Les grands prédateurs qui dirigent et saignent notre monde se sont pris claque sur claque.

Les réseaux sociaux qui sont la voix des sans-dents, ont été tellement vifs, actifs, drôles, puissants, que la clique agonisante, dans un dernier gargouillis, balbutie qu’elle veut les interdire !

Soulevant le couvercle de son cercueil, Merkel propose une amende de 500 000 euros par fake news (nouvelle erronée) ! Amende renouvelable tous les jours !

C’est ça, Totoche, vas-y.

Tu délires Merkel !

Arrête le vent, la marée, l’avalanche et la beauté de la nuit !

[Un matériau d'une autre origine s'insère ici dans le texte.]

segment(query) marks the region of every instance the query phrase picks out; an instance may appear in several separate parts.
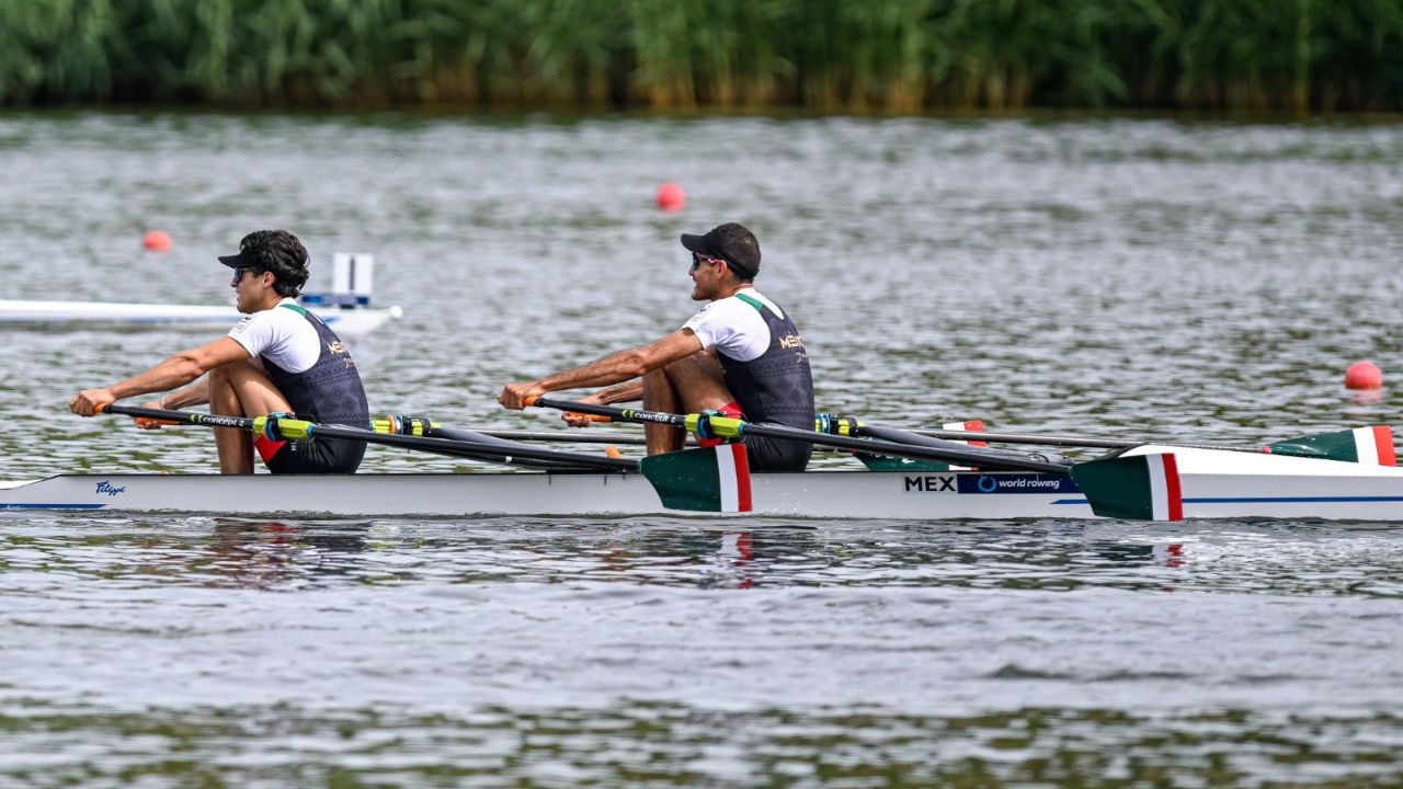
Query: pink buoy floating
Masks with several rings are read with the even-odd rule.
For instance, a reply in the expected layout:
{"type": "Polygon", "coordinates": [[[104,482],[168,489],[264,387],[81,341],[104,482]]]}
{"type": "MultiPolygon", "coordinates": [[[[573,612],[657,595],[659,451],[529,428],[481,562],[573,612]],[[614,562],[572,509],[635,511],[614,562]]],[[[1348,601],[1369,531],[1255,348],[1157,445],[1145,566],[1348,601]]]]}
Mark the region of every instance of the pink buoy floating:
{"type": "Polygon", "coordinates": [[[163,253],[171,248],[171,237],[164,230],[152,230],[142,239],[142,246],[163,253]]]}
{"type": "Polygon", "coordinates": [[[658,208],[662,211],[682,211],[686,204],[687,194],[678,184],[668,181],[658,187],[658,208]]]}
{"type": "Polygon", "coordinates": [[[1344,386],[1348,389],[1382,389],[1383,371],[1374,362],[1354,362],[1344,372],[1344,386]]]}

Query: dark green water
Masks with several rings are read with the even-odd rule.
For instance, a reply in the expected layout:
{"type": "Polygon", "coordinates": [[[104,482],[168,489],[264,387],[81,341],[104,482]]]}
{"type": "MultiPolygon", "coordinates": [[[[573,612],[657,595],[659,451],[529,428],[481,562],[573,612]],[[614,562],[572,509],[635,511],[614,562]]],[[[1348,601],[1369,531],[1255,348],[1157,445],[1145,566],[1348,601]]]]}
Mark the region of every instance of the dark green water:
{"type": "MultiPolygon", "coordinates": [[[[502,383],[679,326],[676,234],[724,220],[825,410],[1256,444],[1397,407],[1340,386],[1396,368],[1392,124],[10,114],[0,170],[0,298],[222,302],[213,256],[285,226],[314,279],[376,254],[372,404],[452,424],[549,427],[502,383]]],[[[63,407],[212,337],[0,338],[0,477],[213,463],[63,407]]],[[[1400,539],[7,514],[0,785],[1392,785],[1400,539]]]]}

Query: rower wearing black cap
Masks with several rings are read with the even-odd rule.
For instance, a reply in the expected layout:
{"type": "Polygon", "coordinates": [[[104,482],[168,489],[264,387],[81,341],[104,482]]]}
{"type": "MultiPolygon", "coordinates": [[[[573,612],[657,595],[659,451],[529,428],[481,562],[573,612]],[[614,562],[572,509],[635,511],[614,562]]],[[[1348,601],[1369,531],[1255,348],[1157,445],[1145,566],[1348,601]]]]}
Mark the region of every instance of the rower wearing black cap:
{"type": "MultiPolygon", "coordinates": [[[[296,302],[307,282],[302,241],[286,230],[258,230],[239,241],[239,254],[219,261],[234,270],[230,286],[244,313],[227,336],[111,386],[79,392],[69,409],[90,417],[100,406],[122,397],[168,392],[147,406],[184,409],[209,403],[213,414],[292,413],[318,424],[369,428],[365,387],[345,343],[296,302]],[[184,389],[171,392],[180,386],[184,389]]],[[[234,428],[215,428],[215,444],[219,470],[226,475],[253,473],[254,448],[272,473],[348,475],[365,455],[361,441],[313,438],[292,444],[262,435],[255,439],[234,428]]]]}
{"type": "MultiPolygon", "coordinates": [[[[521,409],[528,399],[550,392],[606,386],[584,400],[612,404],[641,397],[650,411],[711,410],[814,430],[808,354],[788,314],[755,289],[760,272],[755,234],[728,222],[702,236],[685,233],[682,246],[692,253],[692,298],[710,302],[682,329],[585,366],[511,383],[497,400],[521,409]]],[[[565,421],[589,424],[572,414],[565,414],[565,421]]],[[[647,424],[644,430],[650,455],[680,449],[686,438],[668,425],[647,424]]],[[[759,472],[803,470],[812,453],[805,442],[753,435],[745,442],[751,469],[759,472]]]]}

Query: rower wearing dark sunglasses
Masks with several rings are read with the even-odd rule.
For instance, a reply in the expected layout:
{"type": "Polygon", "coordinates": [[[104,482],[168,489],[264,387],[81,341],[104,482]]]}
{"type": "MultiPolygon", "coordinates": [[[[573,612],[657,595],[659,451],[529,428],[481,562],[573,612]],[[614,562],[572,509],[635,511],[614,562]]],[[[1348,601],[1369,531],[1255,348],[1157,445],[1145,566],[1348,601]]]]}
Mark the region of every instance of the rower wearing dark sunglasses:
{"type": "MultiPolygon", "coordinates": [[[[650,411],[721,411],[748,421],[814,430],[814,379],[804,341],[788,314],[755,289],[760,246],[728,222],[702,236],[683,233],[692,253],[692,298],[710,302],[682,329],[638,348],[532,382],[511,383],[497,402],[522,409],[528,399],[585,386],[606,386],[588,403],[643,399],[650,411]]],[[[565,414],[584,427],[588,417],[565,414]]],[[[648,453],[682,448],[683,431],[647,424],[648,453]]],[[[703,446],[714,441],[703,441],[703,446]]],[[[752,470],[803,470],[811,444],[749,437],[752,470]]]]}
{"type": "MultiPolygon", "coordinates": [[[[286,413],[318,424],[369,428],[365,387],[345,343],[296,302],[307,282],[302,241],[286,230],[258,230],[239,241],[239,254],[219,261],[234,270],[229,285],[239,293],[237,307],[244,313],[227,336],[181,351],[126,380],[79,392],[69,409],[91,417],[98,406],[122,397],[167,392],[146,406],[184,409],[209,403],[213,414],[286,413]]],[[[272,473],[348,475],[365,455],[362,441],[318,437],[293,444],[254,438],[234,428],[215,428],[215,445],[219,470],[226,475],[253,473],[254,448],[272,473]]]]}

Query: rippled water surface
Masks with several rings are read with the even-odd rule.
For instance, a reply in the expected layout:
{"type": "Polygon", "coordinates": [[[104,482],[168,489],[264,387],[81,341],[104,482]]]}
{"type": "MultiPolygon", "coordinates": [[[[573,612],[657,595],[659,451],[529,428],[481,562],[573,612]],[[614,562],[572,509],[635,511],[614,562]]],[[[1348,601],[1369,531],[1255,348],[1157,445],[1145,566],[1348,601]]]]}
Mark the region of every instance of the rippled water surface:
{"type": "MultiPolygon", "coordinates": [[[[1256,444],[1397,407],[1340,386],[1399,366],[1396,124],[3,114],[0,171],[0,298],[223,302],[269,226],[314,282],[373,253],[372,406],[452,424],[553,427],[494,394],[680,324],[676,234],[724,220],[824,410],[1256,444]]],[[[63,407],[212,337],[0,337],[0,477],[212,466],[63,407]]],[[[1400,535],[6,514],[0,785],[1395,785],[1400,535]]]]}

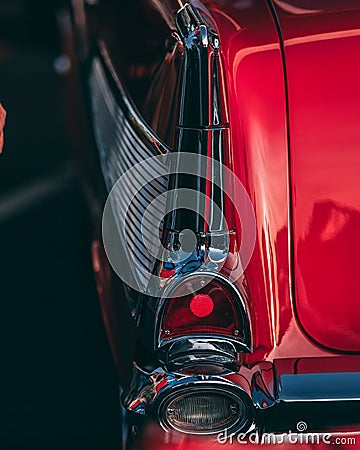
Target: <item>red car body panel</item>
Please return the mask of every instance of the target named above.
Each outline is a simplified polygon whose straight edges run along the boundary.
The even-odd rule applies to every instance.
[[[288,80],[296,310],[319,344],[360,351],[360,7],[275,1]]]
[[[272,11],[266,1],[206,6],[222,42],[232,170],[251,197],[257,221],[245,272],[254,350],[247,362],[324,355],[301,330],[291,290],[286,85]]]

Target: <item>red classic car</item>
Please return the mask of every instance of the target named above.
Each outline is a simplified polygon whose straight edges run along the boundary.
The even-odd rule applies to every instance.
[[[359,430],[359,1],[71,3],[124,440]]]

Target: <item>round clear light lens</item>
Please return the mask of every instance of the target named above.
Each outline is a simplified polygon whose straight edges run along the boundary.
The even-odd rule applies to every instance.
[[[188,433],[216,433],[245,418],[246,406],[220,392],[189,393],[171,400],[166,419],[173,428]]]

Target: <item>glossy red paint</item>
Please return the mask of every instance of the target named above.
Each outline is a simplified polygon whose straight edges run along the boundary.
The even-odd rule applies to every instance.
[[[294,293],[319,344],[360,351],[360,5],[275,0],[288,79]]]
[[[321,356],[300,329],[291,291],[287,103],[279,34],[266,1],[207,2],[228,88],[231,168],[251,197],[257,242],[239,285],[251,317],[248,363]],[[238,235],[241,227],[237,225]],[[246,239],[246,236],[243,237]]]

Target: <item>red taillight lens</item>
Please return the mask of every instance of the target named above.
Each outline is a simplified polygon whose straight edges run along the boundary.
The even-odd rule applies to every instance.
[[[199,276],[183,282],[166,300],[161,338],[217,334],[243,337],[243,318],[238,299],[218,279]]]

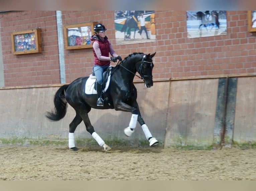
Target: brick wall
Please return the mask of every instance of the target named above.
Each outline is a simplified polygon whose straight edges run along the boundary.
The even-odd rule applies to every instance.
[[[155,42],[116,45],[113,11],[62,11],[63,25],[96,21],[108,29],[114,49],[123,57],[134,52],[152,53],[154,79],[256,73],[255,35],[248,31],[247,11],[227,12],[226,35],[188,39],[185,11],[156,11]],[[5,86],[60,83],[56,12],[0,13]],[[41,29],[42,52],[13,55],[11,32]],[[91,49],[65,50],[66,81],[89,76]]]

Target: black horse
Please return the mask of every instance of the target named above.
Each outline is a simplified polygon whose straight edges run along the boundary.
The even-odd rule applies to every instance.
[[[150,88],[153,85],[152,70],[154,65],[152,58],[156,53],[150,55],[141,53],[134,53],[126,57],[120,64],[111,70],[109,87],[106,91],[104,97],[107,97],[108,104],[103,106],[97,106],[97,95],[89,95],[85,92],[85,85],[89,77],[80,78],[69,85],[60,87],[56,92],[54,99],[54,109],[47,112],[46,116],[52,121],[58,121],[64,117],[68,103],[75,110],[76,115],[69,125],[69,146],[70,148],[77,150],[75,146],[74,132],[82,120],[86,130],[99,144],[107,151],[111,148],[95,131],[89,119],[88,113],[91,108],[98,109],[115,109],[117,110],[132,113],[129,126],[124,129],[124,133],[129,136],[134,131],[137,120],[141,126],[150,146],[158,144],[155,138],[152,137],[140,114],[136,100],[137,92],[133,80],[136,72],[144,80],[145,86]],[[91,79],[90,79],[91,80]]]
[[[212,26],[211,29],[211,30],[214,27],[215,23],[216,24],[218,29],[219,29],[220,22],[219,21],[219,14],[217,11],[213,11],[212,12],[211,14],[210,14],[209,11],[206,11],[205,13],[202,11],[199,11],[197,13],[197,15],[200,18],[202,22],[202,23],[198,28],[199,30],[200,29],[201,26],[203,25],[206,29],[206,30],[208,31],[207,26],[208,24],[210,24]]]
[[[132,17],[128,17],[125,19],[125,22],[124,26],[121,29],[121,32],[124,32],[124,40],[126,39],[131,39],[131,31],[133,29],[134,34],[133,38],[135,39],[135,33],[136,30],[139,30],[139,28],[138,26],[138,12],[134,11],[134,14]],[[127,31],[127,35],[125,35],[125,32]]]

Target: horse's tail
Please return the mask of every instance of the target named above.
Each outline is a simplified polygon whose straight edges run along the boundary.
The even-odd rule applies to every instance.
[[[126,30],[127,28],[127,19],[125,19],[125,22],[124,23],[124,26],[121,29],[121,32],[124,32]]]
[[[62,86],[55,93],[53,102],[54,111],[46,111],[45,116],[51,121],[58,121],[65,116],[67,112],[67,101],[65,92],[69,85]]]

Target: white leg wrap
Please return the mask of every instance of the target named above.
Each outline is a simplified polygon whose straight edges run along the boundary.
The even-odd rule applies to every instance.
[[[131,117],[131,120],[129,123],[129,127],[132,129],[135,129],[136,127],[136,124],[138,120],[138,115],[137,114],[132,114]]]
[[[100,146],[103,146],[104,144],[105,144],[105,142],[102,140],[101,137],[96,132],[93,132],[93,134],[92,134],[92,136],[94,138],[94,139],[96,140],[97,142]]]
[[[75,146],[74,133],[69,133],[69,148],[71,148]]]
[[[148,129],[148,127],[146,124],[143,124],[141,126],[141,128],[142,128],[143,132],[144,132],[144,133],[146,136],[146,138],[148,140],[148,138],[149,137],[152,137],[152,135],[149,131],[149,130]]]

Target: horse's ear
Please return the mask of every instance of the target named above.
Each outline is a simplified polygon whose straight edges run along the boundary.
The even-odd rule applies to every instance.
[[[151,55],[150,55],[150,56],[151,57],[151,58],[152,58],[153,57],[154,57],[154,56],[155,56],[155,53],[156,53],[156,52],[155,52],[155,53],[154,53],[153,54],[151,54]]]

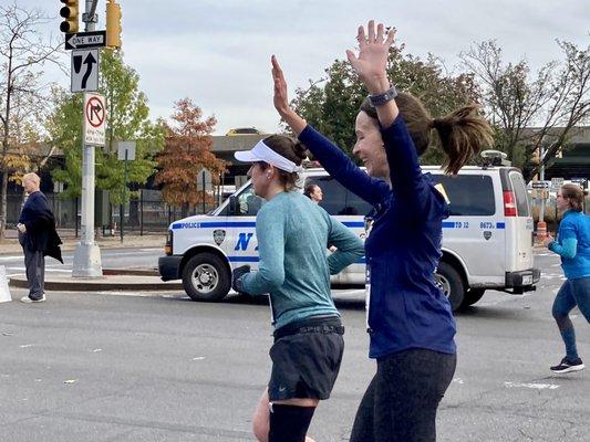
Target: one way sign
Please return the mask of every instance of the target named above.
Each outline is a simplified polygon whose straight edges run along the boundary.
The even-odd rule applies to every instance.
[[[72,51],[72,92],[99,91],[99,50]]]

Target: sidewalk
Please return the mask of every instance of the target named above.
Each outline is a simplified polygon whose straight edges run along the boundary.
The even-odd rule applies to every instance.
[[[9,277],[11,287],[28,288],[25,275]],[[182,291],[180,281],[164,282],[157,271],[151,270],[103,270],[101,277],[72,277],[70,273],[45,274],[45,290],[59,292],[152,292]]]
[[[73,236],[62,236],[62,252],[73,252],[80,241]],[[123,248],[162,248],[164,253],[165,233],[124,236],[123,242],[118,236],[96,238],[101,249]],[[8,238],[0,242],[0,256],[21,254],[22,248],[17,238]],[[11,287],[27,288],[27,277],[12,275],[9,277]],[[65,292],[137,292],[137,291],[179,291],[183,290],[180,281],[164,282],[157,270],[152,269],[103,269],[103,276],[95,278],[72,277],[71,273],[51,272],[45,273],[45,290]]]
[[[63,244],[62,252],[73,252],[80,239],[73,236],[62,236]],[[164,252],[164,243],[166,242],[165,233],[145,234],[143,236],[136,234],[127,234],[123,238],[104,236],[96,238],[96,243],[101,249],[122,249],[122,248],[162,248]],[[22,248],[17,238],[7,238],[0,241],[0,255],[22,253]]]

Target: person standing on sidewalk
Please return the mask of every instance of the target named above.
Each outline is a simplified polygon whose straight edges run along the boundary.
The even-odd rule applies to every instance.
[[[301,143],[282,135],[235,154],[251,162],[255,193],[268,202],[256,217],[258,272],[234,270],[232,287],[270,296],[272,370],[252,419],[261,442],[303,442],[320,400],[330,397],[344,351],[344,327],[330,293],[330,275],[364,255],[363,242],[296,187]],[[338,250],[327,256],[325,248]]]
[[[557,240],[550,234],[545,245],[561,256],[566,282],[553,302],[552,314],[563,344],[566,357],[551,367],[556,373],[583,370],[584,365],[576,347],[576,332],[569,317],[573,307],[590,323],[590,217],[583,214],[583,190],[576,185],[565,185],[557,192],[557,209],[563,212]]]
[[[475,105],[432,118],[417,98],[397,95],[385,71],[393,35],[370,21],[366,33],[359,28],[359,55],[346,51],[370,94],[356,116],[353,149],[369,175],[290,108],[284,76],[271,59],[279,115],[330,176],[374,208],[365,251],[369,356],[376,373],[351,442],[436,440],[436,410],[456,367],[455,320],[435,280],[448,204],[422,173],[418,156],[436,129],[445,169],[457,173],[493,140]]]
[[[29,295],[23,303],[42,303],[45,301],[45,255],[55,257],[63,264],[60,244],[55,231],[55,218],[48,206],[48,199],[40,190],[41,179],[37,173],[27,173],[22,187],[28,194],[22,206],[17,229],[19,242],[24,252],[24,267],[29,282]]]

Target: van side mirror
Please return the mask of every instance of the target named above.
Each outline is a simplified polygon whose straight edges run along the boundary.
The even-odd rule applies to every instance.
[[[240,213],[240,203],[238,200],[238,197],[231,196],[229,197],[229,214],[230,215],[237,215]]]

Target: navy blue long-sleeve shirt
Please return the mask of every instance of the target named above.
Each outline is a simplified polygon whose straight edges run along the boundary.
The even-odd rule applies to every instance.
[[[382,136],[391,185],[368,176],[309,125],[299,139],[332,177],[375,209],[365,241],[369,356],[410,348],[454,354],[455,319],[434,278],[448,206],[429,175],[422,173],[403,118]]]
[[[48,199],[40,190],[32,192],[22,204],[19,222],[27,225],[27,223],[33,222],[39,213],[49,210]]]

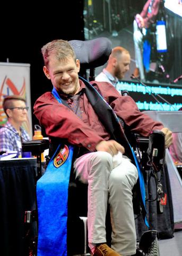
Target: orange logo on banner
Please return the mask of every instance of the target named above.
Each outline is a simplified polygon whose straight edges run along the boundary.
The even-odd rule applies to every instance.
[[[69,155],[69,148],[66,145],[64,145],[64,148],[62,148],[59,152],[55,157],[53,163],[54,165],[58,168],[62,165],[66,161]]]

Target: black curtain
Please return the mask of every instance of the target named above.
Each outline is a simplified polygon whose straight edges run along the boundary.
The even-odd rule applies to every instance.
[[[42,71],[41,47],[55,39],[83,40],[83,0],[5,3],[0,15],[0,61],[8,58],[10,62],[30,63],[32,107],[39,96],[51,90]],[[38,123],[33,115],[32,121]]]

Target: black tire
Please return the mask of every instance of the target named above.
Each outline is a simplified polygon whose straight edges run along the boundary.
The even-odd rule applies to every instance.
[[[156,238],[151,245],[149,248],[148,253],[145,254],[146,256],[160,256],[160,251],[158,238]]]

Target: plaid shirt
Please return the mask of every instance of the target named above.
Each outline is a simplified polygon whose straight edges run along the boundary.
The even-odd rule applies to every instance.
[[[5,128],[6,127],[8,129]],[[0,129],[0,152],[18,151],[18,156],[21,157],[22,142],[30,140],[30,137],[26,131],[22,127],[20,127],[20,131],[21,136],[8,122],[4,127]]]

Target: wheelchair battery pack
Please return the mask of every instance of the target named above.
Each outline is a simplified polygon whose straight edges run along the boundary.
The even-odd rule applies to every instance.
[[[161,131],[153,131],[149,136],[148,155],[156,167],[160,168],[163,166],[165,153],[164,134]]]
[[[22,142],[22,151],[31,152],[34,156],[42,153],[45,149],[49,147],[49,141],[45,139],[30,140]]]

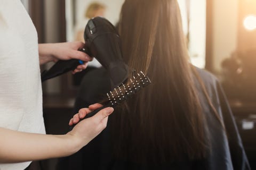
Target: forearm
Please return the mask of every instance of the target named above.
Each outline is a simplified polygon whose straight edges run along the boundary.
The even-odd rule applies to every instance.
[[[70,135],[29,133],[0,128],[0,136],[1,163],[66,156],[81,148],[79,142]]]
[[[38,44],[39,61],[40,65],[53,61],[52,48],[52,44]]]

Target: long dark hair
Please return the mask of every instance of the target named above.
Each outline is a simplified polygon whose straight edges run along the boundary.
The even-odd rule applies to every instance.
[[[123,5],[118,29],[124,60],[152,84],[112,116],[116,157],[165,162],[201,159],[209,151],[181,21],[176,0],[126,0]]]

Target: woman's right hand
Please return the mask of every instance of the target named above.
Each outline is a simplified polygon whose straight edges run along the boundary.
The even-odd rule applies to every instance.
[[[90,112],[102,106],[95,104],[89,108],[81,109],[78,113],[75,114],[69,121],[69,125],[73,125],[77,123],[81,118],[84,118]],[[98,135],[107,126],[108,116],[114,111],[112,107],[107,107],[100,110],[92,117],[85,118],[79,122],[73,129],[67,133],[71,137],[73,142],[77,143],[77,149],[86,145],[91,140]]]

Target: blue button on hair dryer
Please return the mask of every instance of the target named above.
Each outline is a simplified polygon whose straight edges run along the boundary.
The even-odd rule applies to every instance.
[[[123,61],[121,39],[115,27],[103,18],[92,18],[85,27],[84,38],[86,46],[79,50],[95,57],[107,70],[111,87],[124,82],[129,69]],[[59,61],[41,74],[42,81],[74,70],[81,64],[82,61],[76,59]]]

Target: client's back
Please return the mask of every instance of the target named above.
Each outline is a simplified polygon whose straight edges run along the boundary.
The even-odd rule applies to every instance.
[[[189,62],[177,2],[126,0],[118,29],[124,61],[152,83],[116,108],[106,130],[73,157],[82,169],[249,168],[220,85]],[[102,90],[109,84],[101,69],[84,78],[78,108],[110,90]]]

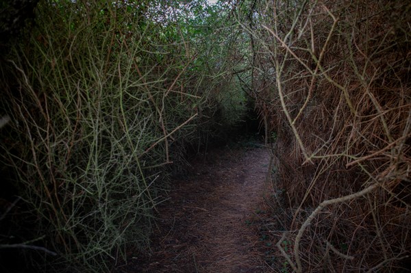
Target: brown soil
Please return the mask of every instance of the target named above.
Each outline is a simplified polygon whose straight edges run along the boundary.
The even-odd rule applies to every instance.
[[[153,252],[128,272],[262,272],[264,255],[250,224],[262,200],[269,161],[260,148],[214,150],[192,163],[159,209]],[[144,255],[143,255],[144,256]]]

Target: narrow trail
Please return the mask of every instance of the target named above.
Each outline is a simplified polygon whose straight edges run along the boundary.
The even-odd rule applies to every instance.
[[[258,235],[249,224],[266,186],[268,152],[214,150],[175,181],[159,209],[153,255],[136,257],[137,272],[262,272]]]

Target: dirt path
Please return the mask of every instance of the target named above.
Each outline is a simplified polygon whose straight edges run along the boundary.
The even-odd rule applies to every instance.
[[[262,200],[269,161],[259,148],[214,151],[175,182],[160,209],[151,257],[136,272],[262,272],[258,235],[249,224]],[[138,264],[138,265],[137,265]]]

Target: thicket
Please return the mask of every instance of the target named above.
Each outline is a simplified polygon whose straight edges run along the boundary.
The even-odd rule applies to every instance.
[[[0,263],[108,272],[147,249],[170,166],[247,111],[218,9],[40,1],[3,41]]]
[[[248,10],[237,18],[251,41],[252,90],[275,140],[284,194],[275,197],[286,204],[266,227],[272,255],[283,257],[273,266],[409,265],[411,4],[242,3]]]

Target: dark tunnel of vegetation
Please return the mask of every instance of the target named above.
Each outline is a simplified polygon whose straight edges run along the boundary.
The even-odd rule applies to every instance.
[[[0,271],[110,271],[148,249],[188,155],[256,133],[287,200],[279,264],[399,270],[411,261],[410,11],[1,1]]]

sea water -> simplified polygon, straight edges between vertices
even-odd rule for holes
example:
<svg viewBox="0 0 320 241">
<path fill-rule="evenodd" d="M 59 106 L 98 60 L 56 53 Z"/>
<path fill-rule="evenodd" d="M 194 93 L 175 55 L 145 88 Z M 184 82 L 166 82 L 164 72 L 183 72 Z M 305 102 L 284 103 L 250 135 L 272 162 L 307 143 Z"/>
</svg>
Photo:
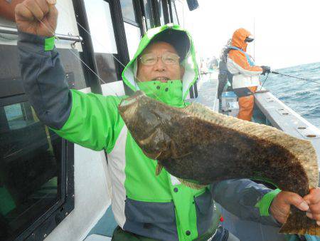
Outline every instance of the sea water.
<svg viewBox="0 0 320 241">
<path fill-rule="evenodd" d="M 262 76 L 263 87 L 300 114 L 311 124 L 320 128 L 320 63 L 274 70 L 281 73 L 306 78 L 314 83 L 270 73 Z"/>
</svg>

Dans les merveilleux souvenirs de 2016, nous avons d’abord, débordant des poubelles de l’Histoire, les têtes des medias dits les merdias, qui se sont pris une saucée mémorable.

Ils prévoyaient un « non » au Brexit. Ce fut un « Oui ».

Ils prévoyaient Clinton, ce fut Trump.

Ils prévoyaient Juppé, ce fut Fillon.

Ils devraient tous se faire hara-kiri !

Tous ces gros prétentieux de BFM et LCI , les petits marquis de 28 mn, ridicules, à poil, au lendemain des grandes échéances de cette année, se demandant dans les ruines de leur mensonges pourquoi ils s’étaient « trumpés » !

Vous ne vous êtes pas trompés, les gars ! Vous n’êtes pas des journalistes mais des propagandistes !! On ne vous demande pas d’analyser honnêtement une situation mais de réciter des mantras à longueur de journée.

« Clinton va gagner, Clinton va gagner, Clinton va gagner ! »

Et la Clinton s’est pris la « rusty belt » dans la tête ! Ouïlle, ça fait mal !

Maintenant on vous a demandé de vous occuper de Macron. Le castrat de la Finance !

Les sondages lui sont favorables (bref, il est mort).

Odoxa le donne en tête comme il donnait Juppé !!

Hihihihi !

Mais rien ne vous arrête !

Ou plutôt si, nous, nous vous arrêtons. La presse du peuple !

Quelle belle année, avec au pied de la guillotine les têtes de Clinton, Obama, Cameron, Sarkozy, Juppé, Renzi, Hollande !!! Tous les vieux de la vieille qui finissent au musée des horreurs !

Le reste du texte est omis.